È qui che il film devia dal sentiero battuto del dramma bellico per inoltrarsi in un territorio molto più strano, un reame di antropologia infantile e teologia improvvisata. Paulette, orfana e muta dal trauma, viene accolta dalla famiglia contadina dei Delle. Qui incontra Michel (Georges Poujouly), un ragazzo di poco più grande. Il loro legame non nasce da una comune allegria, ma da una comune e disperata necessità di dare un senso all'insensato. La morte di Jock diventa il catalizzatore per la creazione di un universo morale alternativo, un microcosmo sacro costruito per sfuggire all’oscenità profana della guerra degli adulti.

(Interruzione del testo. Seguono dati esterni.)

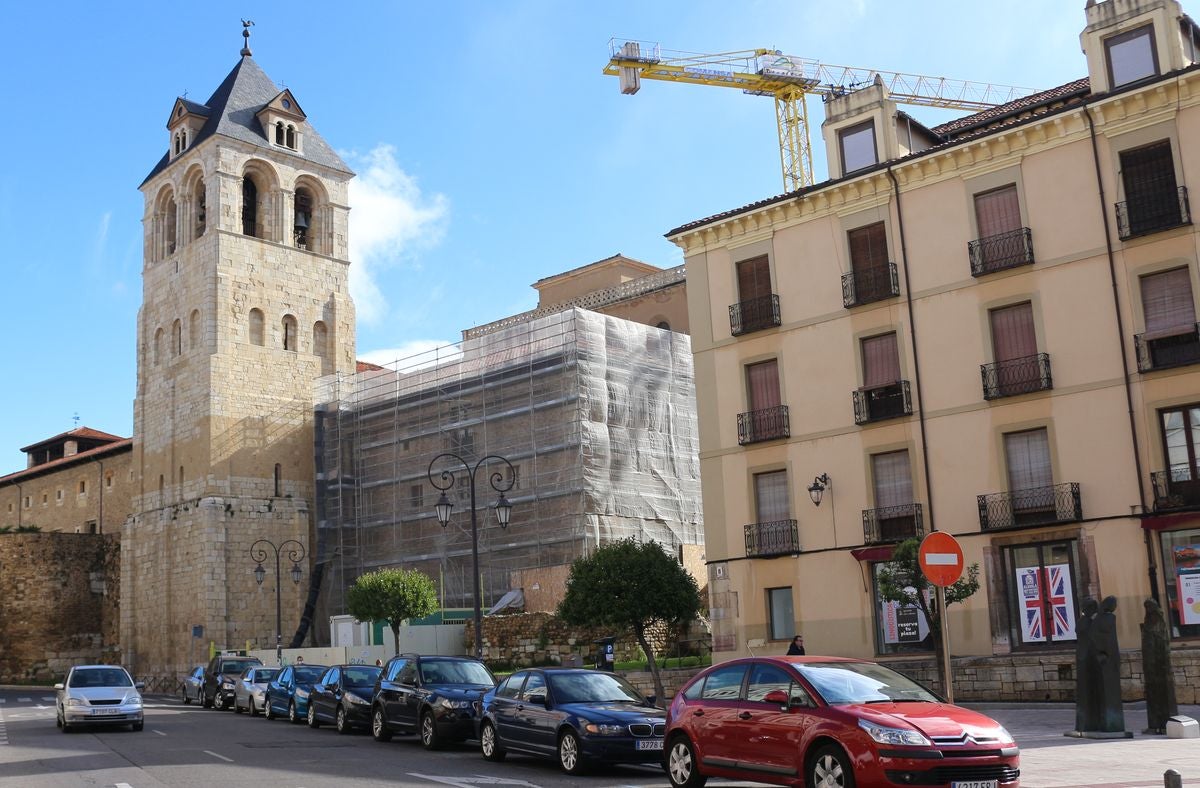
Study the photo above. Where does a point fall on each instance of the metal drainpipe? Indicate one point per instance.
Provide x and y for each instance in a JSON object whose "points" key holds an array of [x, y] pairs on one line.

Iniziano così i "giochi proibiti": la costruzione di un cimitero segreto per animali in un mulino abbandonato.

Ciò che rende il film di Clément un capolavoro vertiginoso è il modo in cui osserva questo processo di mitopoiesi infantile non con condiscendenza o sentimentalismo, ma con la serietà di un etnologo che studia un culto cargo. Paulette e Michel non stanno semplicemente "giocando". Stanno compiendo un atto di resistenza epistemologica. Vedono gli adulti piantare croci sulle tombe degli uomini e, con una logica infantile inattaccabile, deducono che la croce è l'hardware necessario per l'elaborazione del lutto, un talismano che conferisce dignità e significato alla morte. Se funziona per gli umani, deve funzionare per Jock. E per la talpa. E per lo scarafaggio. La loro diventa un'escatologia tascabile, una religione sincretica e macabra la cui unica dottrina è la cura. La loro missione, dunque, diventa la raccolta di croci. Qualsiasi croce. Quelle rubate dalla biga del cimitero, dal carro funebre del vicino, persino quella preziosa sopra la tomba del fratello di Michel, caduto in guerra.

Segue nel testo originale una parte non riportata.